Reputation: 43
I have an RDD object, a list of lists, that looks like this (omitted millions of sublists, only left 3 here)
my_tuples = [[('a','b'),('a','c')],
[('b','a'),('b','f'),('b','g')],
[('zzsx','c'), ('zzsx','q'), ('zzsx','m'), ('zzsx','ay'), ('zzsx','bbt')]]
and I want to convert it into a single list like this
my_list = [('a','b'),('a','c'), ('b','a'),('b','f'),('b','g'),
('zzsx','c'), ('zzsx','q'), ('zzsx','m'), ('zzsx','ay'), ('zzsx','bbt')]
I can't use loops since my_tuples
is an RDD object and the size of my_tuples
is too large to do it. I'm new to spark, any suggestion is appreciated.
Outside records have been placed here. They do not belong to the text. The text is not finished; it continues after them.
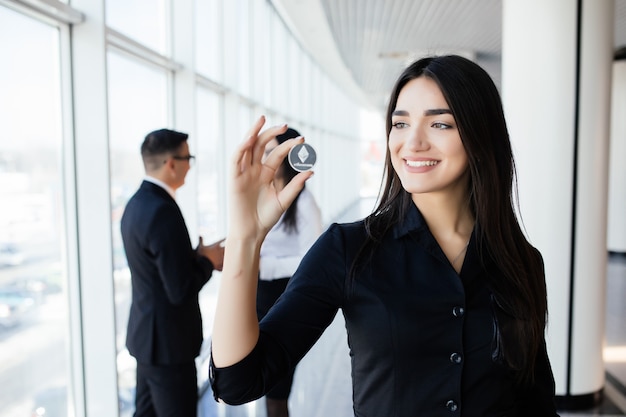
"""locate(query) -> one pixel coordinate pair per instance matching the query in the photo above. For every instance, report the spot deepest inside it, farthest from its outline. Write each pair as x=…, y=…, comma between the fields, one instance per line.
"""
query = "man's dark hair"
x=160, y=144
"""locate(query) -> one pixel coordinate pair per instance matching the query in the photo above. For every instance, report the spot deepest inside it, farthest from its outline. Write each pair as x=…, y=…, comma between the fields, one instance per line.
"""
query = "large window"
x=34, y=321
x=145, y=21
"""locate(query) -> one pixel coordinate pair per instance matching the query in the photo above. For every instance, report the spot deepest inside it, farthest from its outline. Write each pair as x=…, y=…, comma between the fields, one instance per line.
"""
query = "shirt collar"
x=161, y=184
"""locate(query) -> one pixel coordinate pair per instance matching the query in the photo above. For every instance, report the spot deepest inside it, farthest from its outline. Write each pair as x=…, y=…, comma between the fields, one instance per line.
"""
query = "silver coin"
x=302, y=157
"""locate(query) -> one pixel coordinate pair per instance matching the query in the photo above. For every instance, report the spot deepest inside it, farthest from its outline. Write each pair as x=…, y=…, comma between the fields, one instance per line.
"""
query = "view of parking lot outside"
x=34, y=325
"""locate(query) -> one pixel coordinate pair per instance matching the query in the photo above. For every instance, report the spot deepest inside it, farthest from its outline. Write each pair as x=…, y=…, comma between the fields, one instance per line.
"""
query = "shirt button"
x=452, y=406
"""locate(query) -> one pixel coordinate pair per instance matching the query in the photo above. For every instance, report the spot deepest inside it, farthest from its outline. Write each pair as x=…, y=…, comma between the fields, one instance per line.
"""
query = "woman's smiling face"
x=424, y=142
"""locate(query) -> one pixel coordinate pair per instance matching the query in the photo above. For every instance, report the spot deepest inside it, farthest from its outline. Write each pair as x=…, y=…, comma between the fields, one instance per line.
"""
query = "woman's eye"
x=439, y=125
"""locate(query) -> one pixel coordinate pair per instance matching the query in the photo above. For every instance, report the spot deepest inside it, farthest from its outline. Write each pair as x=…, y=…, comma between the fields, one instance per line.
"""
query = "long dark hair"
x=477, y=109
x=286, y=173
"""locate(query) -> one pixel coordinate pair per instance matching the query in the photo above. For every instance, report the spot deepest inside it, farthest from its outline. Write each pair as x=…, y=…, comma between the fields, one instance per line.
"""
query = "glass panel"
x=137, y=105
x=210, y=206
x=209, y=39
x=141, y=20
x=243, y=48
x=34, y=321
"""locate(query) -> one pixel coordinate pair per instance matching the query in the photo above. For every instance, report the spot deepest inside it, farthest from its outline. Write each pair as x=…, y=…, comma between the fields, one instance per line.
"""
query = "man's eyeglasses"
x=188, y=158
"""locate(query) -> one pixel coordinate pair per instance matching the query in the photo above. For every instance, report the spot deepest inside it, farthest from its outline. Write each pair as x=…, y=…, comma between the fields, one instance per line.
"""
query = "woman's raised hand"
x=256, y=205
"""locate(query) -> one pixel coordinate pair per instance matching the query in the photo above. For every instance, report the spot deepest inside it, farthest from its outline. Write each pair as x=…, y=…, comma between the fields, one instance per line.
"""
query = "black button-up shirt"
x=422, y=338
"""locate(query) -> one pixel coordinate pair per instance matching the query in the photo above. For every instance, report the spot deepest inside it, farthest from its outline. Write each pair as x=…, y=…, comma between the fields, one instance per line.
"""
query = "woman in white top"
x=281, y=253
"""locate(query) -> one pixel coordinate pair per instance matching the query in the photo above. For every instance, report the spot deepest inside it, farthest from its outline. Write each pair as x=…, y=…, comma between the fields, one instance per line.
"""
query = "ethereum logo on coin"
x=302, y=157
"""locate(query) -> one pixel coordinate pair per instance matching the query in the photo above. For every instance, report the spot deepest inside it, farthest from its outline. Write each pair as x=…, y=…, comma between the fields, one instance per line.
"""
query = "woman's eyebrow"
x=434, y=112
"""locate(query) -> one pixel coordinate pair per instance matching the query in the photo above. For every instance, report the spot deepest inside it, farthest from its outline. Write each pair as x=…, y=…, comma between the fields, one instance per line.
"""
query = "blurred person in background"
x=281, y=253
x=165, y=325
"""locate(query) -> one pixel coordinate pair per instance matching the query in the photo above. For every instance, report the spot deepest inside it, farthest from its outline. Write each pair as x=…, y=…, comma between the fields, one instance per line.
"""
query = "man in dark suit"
x=165, y=325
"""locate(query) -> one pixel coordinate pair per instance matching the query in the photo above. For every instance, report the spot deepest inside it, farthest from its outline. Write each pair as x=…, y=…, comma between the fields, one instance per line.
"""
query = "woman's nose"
x=417, y=139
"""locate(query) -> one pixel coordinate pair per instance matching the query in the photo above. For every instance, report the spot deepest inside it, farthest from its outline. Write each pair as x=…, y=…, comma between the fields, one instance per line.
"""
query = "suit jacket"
x=165, y=324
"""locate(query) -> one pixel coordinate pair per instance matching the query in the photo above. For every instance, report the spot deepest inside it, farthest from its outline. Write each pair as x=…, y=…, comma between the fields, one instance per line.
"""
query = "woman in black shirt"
x=444, y=298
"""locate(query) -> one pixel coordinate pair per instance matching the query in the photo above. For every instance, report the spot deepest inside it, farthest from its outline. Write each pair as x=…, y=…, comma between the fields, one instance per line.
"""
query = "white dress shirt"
x=281, y=251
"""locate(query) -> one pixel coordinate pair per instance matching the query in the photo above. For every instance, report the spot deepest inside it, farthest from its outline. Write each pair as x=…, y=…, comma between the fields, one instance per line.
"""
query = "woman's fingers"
x=252, y=150
x=278, y=154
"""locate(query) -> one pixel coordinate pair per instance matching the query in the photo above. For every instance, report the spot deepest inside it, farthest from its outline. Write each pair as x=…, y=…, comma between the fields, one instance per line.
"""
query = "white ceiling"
x=364, y=44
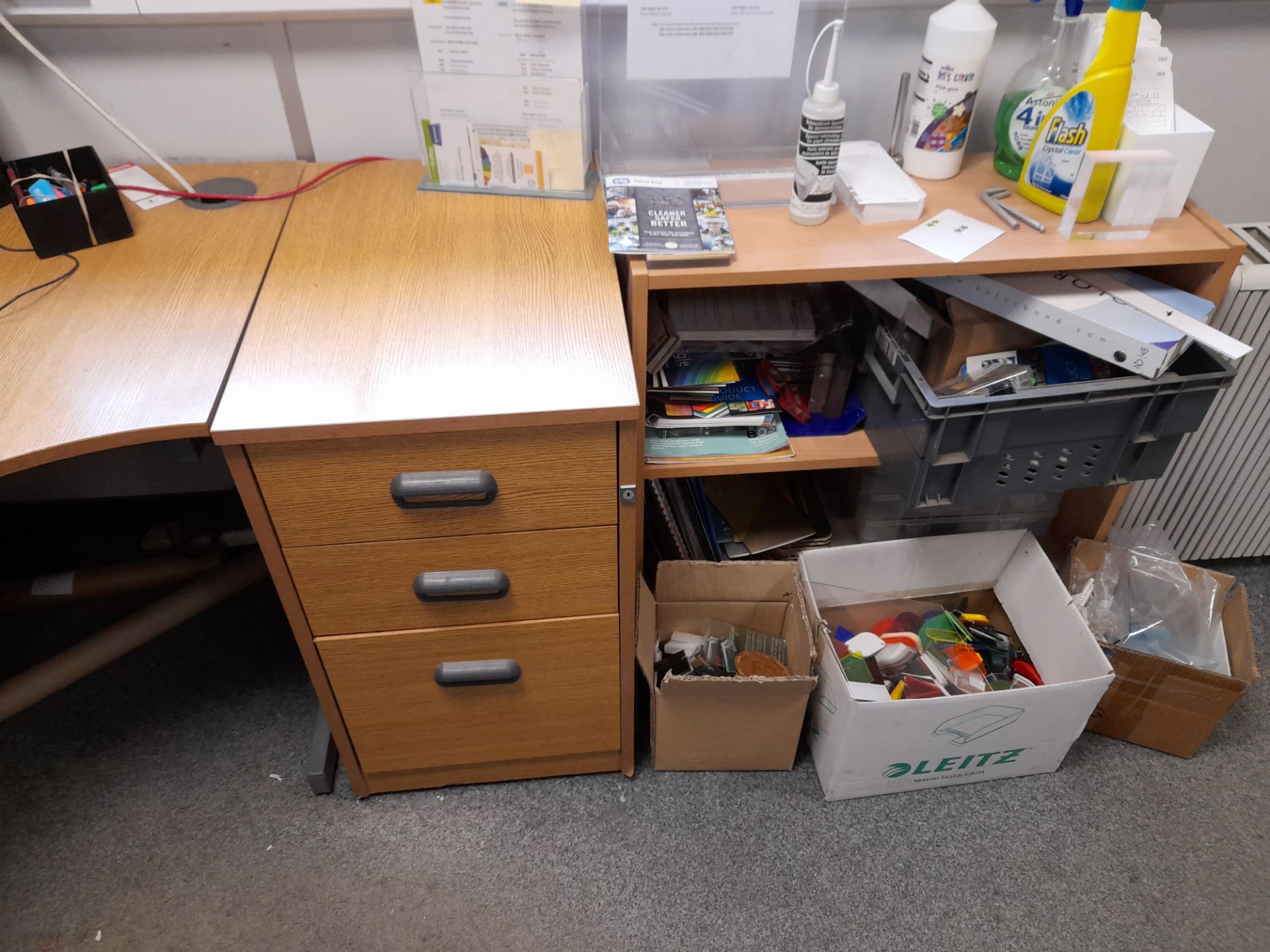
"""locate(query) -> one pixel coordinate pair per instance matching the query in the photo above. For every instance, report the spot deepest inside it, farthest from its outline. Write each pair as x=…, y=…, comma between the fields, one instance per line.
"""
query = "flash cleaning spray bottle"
x=1087, y=116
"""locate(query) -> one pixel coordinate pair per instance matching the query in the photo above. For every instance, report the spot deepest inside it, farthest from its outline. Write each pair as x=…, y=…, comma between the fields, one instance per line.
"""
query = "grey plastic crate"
x=882, y=513
x=1042, y=440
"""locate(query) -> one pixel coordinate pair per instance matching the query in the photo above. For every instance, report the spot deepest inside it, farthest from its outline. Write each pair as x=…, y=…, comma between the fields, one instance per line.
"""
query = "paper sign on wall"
x=710, y=38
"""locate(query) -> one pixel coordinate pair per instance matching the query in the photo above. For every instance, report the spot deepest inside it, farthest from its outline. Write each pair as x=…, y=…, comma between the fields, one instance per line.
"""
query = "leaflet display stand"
x=525, y=131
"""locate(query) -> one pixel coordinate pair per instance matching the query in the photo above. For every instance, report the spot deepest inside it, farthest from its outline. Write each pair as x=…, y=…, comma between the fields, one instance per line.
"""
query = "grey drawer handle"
x=478, y=586
x=444, y=491
x=465, y=674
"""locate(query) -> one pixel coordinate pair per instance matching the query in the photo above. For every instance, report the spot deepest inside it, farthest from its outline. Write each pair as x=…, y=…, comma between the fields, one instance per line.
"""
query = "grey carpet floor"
x=140, y=804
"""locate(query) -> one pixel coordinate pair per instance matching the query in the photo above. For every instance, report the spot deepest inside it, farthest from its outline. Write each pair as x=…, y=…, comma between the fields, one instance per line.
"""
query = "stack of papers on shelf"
x=874, y=187
x=708, y=444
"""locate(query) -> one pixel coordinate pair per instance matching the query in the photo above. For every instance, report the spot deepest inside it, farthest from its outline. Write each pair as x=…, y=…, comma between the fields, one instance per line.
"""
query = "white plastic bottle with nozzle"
x=820, y=139
x=958, y=40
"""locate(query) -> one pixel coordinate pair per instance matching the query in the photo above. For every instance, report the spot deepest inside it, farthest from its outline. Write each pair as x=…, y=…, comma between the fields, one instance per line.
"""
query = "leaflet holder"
x=512, y=135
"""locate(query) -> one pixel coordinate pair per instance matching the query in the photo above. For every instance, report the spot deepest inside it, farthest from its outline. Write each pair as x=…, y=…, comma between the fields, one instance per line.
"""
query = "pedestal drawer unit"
x=433, y=424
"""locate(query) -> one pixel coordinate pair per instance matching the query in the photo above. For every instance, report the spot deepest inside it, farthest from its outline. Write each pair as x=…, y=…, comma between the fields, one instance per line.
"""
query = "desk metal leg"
x=323, y=757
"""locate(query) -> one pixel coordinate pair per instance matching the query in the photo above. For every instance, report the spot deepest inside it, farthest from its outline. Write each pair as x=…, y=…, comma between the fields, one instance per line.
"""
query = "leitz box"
x=727, y=724
x=1165, y=705
x=864, y=748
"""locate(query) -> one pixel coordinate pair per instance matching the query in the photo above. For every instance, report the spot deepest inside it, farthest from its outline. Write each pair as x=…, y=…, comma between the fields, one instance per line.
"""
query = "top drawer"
x=446, y=484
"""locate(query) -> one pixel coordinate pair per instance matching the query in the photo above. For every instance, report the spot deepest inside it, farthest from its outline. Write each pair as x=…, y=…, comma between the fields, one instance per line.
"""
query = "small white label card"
x=952, y=235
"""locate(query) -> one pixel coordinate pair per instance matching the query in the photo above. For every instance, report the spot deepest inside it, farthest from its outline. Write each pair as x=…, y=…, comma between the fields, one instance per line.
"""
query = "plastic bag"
x=1143, y=600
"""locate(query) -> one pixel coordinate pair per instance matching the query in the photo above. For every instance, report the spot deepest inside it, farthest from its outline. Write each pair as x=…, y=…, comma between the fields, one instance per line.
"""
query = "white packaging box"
x=889, y=746
x=1188, y=143
x=1067, y=307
Thanks.
Upvotes: 4
Views: 1518
Reputation: 45309
You can flatten it using flatMap
:
rdd.flatMap(lambda l: l)
Since your elements are list, you can just return those lists in the function, as done in the example
[('a', 'b'),
('a', 'c'),
('b', 'a'),
('b', 'f'),
('b', 'g'),
('zzsx', 'c'),
('zzsx', 'q'),
('zzsx', 'm'),
('zzsx', 'ay'),
('zzsx', 'bbt')]
Upvotes: 4